Ni-Ban FG Granular Bait is not applied in piles as with Advance Carpenter Ant Granular Bait.  It may be scattered outside near the foundation.  It may also be applied indoors in cracks and crevices or in other inaccessible areas.  It may also be placed on removable trays in areas that are not accessible to children or pets.

Finally, we also offer Maxforce Complete which contains hydramethylnon as the active ingredient. This product contains a variety of grit sizes to appeal to a range of ant species.  This product is also weather resistant.


Always Use Caution

There are advantages to using baits, but even though they are low in toxicity, they still need to be applied with care.  As with any pesticide, we urge everyone that may apply these products to read the product label.

Spray & Dust Applications

If baits are not appropriate for your situation,  we continue to recommend a perimeter treatment for Carpenter Ants.   Customers have purchased this type of product from us year after year with continued success in minimizing ant problems (see  Permacide P-1 on our products page). 

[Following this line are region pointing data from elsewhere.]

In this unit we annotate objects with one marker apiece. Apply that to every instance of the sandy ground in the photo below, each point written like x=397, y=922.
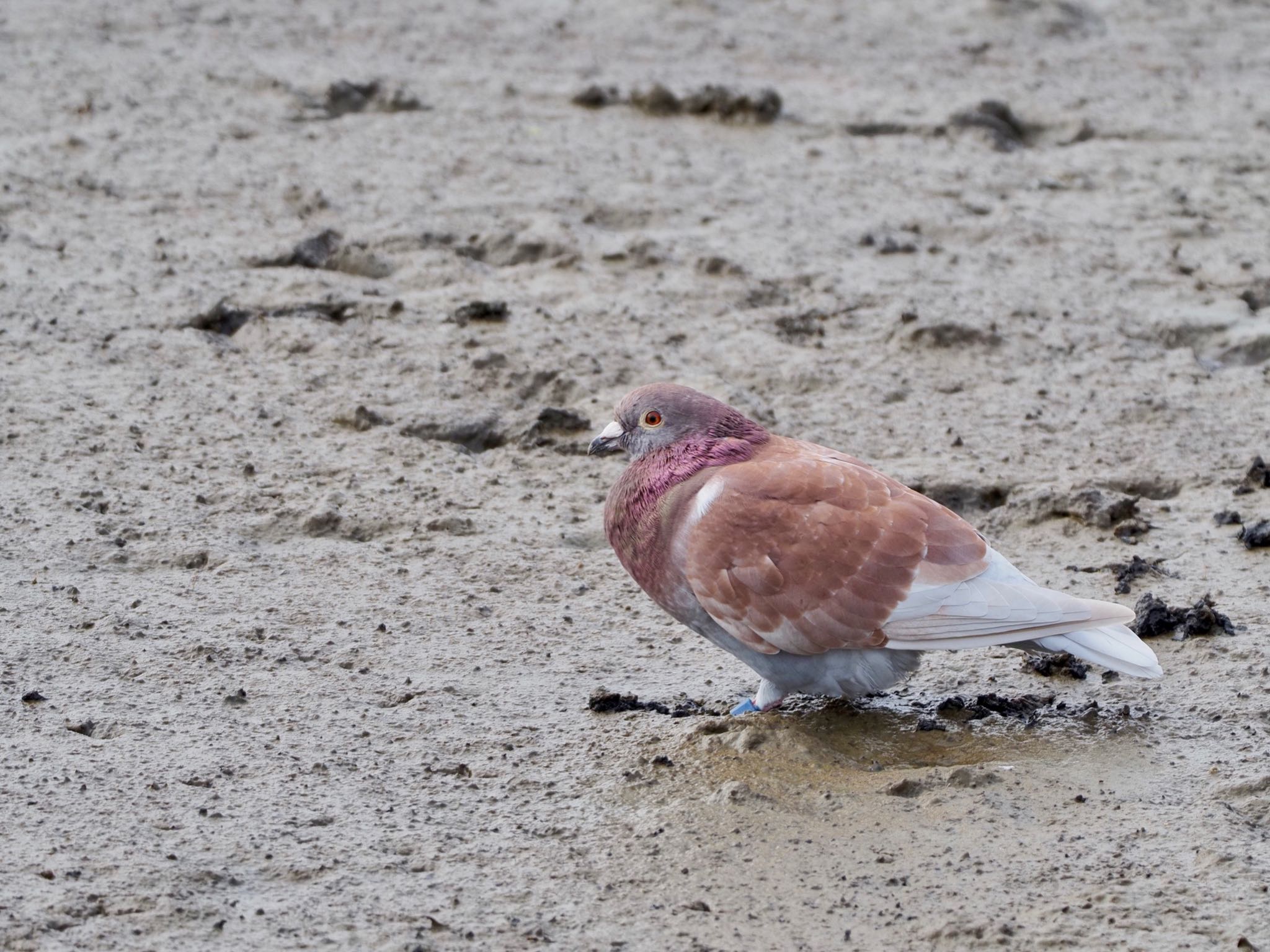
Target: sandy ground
x=327, y=669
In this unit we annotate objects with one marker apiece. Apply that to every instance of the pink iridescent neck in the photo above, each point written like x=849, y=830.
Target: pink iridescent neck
x=633, y=517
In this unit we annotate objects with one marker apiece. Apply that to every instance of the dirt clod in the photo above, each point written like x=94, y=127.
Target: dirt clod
x=1126, y=573
x=475, y=436
x=1255, y=536
x=597, y=97
x=1006, y=131
x=221, y=318
x=722, y=102
x=481, y=311
x=1025, y=706
x=1061, y=663
x=950, y=334
x=345, y=97
x=801, y=329
x=553, y=421
x=1155, y=619
x=1256, y=295
x=603, y=701
x=1258, y=475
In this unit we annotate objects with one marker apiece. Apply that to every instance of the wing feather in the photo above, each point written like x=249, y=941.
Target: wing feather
x=806, y=550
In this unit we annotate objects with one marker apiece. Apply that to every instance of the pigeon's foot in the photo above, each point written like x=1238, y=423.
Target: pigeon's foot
x=766, y=699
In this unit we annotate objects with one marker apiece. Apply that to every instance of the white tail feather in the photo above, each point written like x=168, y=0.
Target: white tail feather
x=1113, y=646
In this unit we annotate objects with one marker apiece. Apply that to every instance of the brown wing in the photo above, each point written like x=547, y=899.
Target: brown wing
x=803, y=550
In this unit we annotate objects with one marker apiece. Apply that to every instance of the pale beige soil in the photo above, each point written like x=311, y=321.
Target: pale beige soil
x=415, y=627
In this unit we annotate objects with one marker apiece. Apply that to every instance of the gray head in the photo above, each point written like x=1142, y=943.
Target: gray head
x=660, y=415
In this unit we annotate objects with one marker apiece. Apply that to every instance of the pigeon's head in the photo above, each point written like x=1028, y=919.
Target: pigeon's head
x=665, y=415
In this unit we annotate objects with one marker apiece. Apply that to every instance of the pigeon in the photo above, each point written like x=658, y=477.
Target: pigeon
x=822, y=574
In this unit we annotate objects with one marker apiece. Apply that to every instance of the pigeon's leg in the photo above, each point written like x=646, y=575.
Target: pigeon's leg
x=768, y=697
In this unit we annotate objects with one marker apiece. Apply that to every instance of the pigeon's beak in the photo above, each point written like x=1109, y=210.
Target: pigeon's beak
x=607, y=439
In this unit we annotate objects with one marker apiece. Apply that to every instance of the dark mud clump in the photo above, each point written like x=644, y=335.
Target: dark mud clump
x=1255, y=536
x=1024, y=707
x=802, y=329
x=311, y=253
x=1156, y=619
x=481, y=311
x=597, y=97
x=1258, y=475
x=762, y=107
x=1126, y=573
x=1258, y=295
x=1006, y=130
x=964, y=498
x=362, y=419
x=474, y=436
x=345, y=98
x=553, y=421
x=602, y=701
x=223, y=318
x=1061, y=663
x=1096, y=507
x=328, y=252
x=953, y=335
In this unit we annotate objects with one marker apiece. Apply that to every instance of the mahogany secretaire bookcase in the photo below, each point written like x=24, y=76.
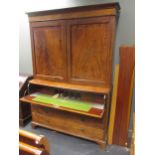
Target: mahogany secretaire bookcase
x=72, y=52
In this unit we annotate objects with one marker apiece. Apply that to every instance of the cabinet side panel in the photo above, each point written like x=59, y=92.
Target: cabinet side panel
x=90, y=42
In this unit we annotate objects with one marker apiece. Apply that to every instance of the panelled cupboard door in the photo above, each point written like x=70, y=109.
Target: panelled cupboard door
x=90, y=50
x=49, y=50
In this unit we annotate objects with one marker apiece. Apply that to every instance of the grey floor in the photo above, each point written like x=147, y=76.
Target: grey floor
x=62, y=144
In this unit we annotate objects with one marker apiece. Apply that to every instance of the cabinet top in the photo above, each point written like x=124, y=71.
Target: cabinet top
x=111, y=9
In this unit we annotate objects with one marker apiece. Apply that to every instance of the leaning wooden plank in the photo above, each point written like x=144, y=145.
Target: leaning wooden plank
x=113, y=106
x=124, y=95
x=25, y=149
x=39, y=141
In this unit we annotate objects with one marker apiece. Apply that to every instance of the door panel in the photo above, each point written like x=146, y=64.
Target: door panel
x=49, y=50
x=90, y=52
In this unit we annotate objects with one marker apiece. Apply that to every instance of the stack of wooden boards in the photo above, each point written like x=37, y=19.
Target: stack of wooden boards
x=32, y=144
x=122, y=97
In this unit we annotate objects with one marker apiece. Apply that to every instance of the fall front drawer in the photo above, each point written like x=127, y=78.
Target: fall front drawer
x=74, y=124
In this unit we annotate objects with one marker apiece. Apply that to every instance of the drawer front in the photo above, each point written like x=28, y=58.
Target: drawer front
x=68, y=122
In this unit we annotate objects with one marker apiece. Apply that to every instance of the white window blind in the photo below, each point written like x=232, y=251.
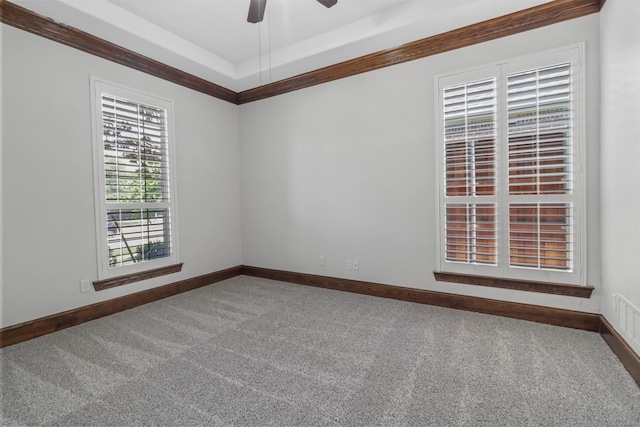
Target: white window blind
x=540, y=145
x=136, y=206
x=470, y=172
x=510, y=197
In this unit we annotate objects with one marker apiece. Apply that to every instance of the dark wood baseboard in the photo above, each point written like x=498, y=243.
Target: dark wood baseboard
x=520, y=285
x=553, y=316
x=629, y=358
x=56, y=322
x=535, y=313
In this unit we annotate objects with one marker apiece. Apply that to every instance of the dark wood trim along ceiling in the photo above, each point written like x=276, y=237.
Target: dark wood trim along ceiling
x=507, y=25
x=24, y=19
x=528, y=19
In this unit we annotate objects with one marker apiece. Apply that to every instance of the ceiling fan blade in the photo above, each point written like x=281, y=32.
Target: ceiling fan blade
x=328, y=3
x=256, y=11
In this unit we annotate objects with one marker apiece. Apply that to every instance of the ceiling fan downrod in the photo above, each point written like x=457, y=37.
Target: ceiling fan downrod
x=257, y=7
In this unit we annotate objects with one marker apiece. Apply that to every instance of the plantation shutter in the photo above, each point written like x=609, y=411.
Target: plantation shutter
x=540, y=172
x=136, y=167
x=470, y=213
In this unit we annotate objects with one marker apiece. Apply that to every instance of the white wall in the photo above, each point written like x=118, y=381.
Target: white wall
x=48, y=204
x=620, y=139
x=346, y=170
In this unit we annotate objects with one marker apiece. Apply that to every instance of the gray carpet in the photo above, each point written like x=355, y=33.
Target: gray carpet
x=254, y=352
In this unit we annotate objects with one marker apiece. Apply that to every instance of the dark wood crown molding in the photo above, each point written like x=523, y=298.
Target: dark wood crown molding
x=514, y=23
x=24, y=19
x=538, y=16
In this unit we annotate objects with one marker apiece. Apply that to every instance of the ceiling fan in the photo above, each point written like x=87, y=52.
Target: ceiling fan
x=256, y=9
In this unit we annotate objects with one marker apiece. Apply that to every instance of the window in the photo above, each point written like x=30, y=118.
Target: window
x=135, y=211
x=510, y=186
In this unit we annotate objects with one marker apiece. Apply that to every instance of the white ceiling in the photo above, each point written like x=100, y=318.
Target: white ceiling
x=213, y=40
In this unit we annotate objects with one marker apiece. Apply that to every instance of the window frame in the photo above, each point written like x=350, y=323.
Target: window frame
x=105, y=271
x=500, y=70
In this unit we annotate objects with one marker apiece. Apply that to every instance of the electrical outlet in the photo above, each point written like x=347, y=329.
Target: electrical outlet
x=85, y=285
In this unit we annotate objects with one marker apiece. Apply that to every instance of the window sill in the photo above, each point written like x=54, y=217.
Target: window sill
x=520, y=285
x=100, y=285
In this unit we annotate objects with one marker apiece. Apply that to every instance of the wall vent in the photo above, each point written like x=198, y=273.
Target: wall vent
x=628, y=318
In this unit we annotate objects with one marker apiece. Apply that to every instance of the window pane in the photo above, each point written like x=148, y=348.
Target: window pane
x=471, y=233
x=540, y=235
x=137, y=235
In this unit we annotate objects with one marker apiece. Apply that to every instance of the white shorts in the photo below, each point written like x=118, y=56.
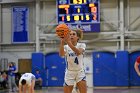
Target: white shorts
x=72, y=77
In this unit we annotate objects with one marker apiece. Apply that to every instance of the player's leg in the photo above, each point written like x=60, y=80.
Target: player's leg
x=68, y=89
x=69, y=81
x=82, y=86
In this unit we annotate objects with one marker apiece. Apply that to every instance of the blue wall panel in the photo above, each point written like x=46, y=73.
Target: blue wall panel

Our suggested treatment is as follows: 

Apply a pin stream (jet) application to the outside of the structure along the junction of the foundation and the building siding.   Also, treat around all window frames and doorframes at ground level.  Treat any deck or other wood that contacts the structure along the contact areas.  Treat any area where utilities such as plumbing or air conditioning lines enter the structure at ground level.

On the inside, treat baseboards along exterior walls, window frames and door frames, the sill plate downstairs (if it's accessible), around bathroom and kitchen fixtures and where plumbing enters those rooms.  Also, treat around and behind kitchen appliances paying special attention to the dishwasher area.  You may need to remove the kickplate at the base of the dishwater in order to treat that area properly.

The concept is to set up an insecticidal barrier that will kill ants from either side of the foundation.   We have observed that a partial treatment is frequently not effective.   It's also important to note that applying a lot of spray is unnecessary: once you've wet the surface, it's treated.   Also, don't waste spray killing individual ants - if they contact the areas you've treated, they will die - even if they don't die immediately.  Finally, most of the liquid sprays are residual and thus are effective for several weeks;  it is really not necessary to spray more frequently than once per month.  We actually recommend one treatment every three months (once each season) for good control.

Though we find liquid sprays work well, some people prefer dust products.   Dust products may be selectively applied to infested areas.  They may also be applied by drilling small holes into selected areas to provide access to an active area.  Boric acid dust, as well as Alpine Dust Insecticide or Drione Dust, may be used this way.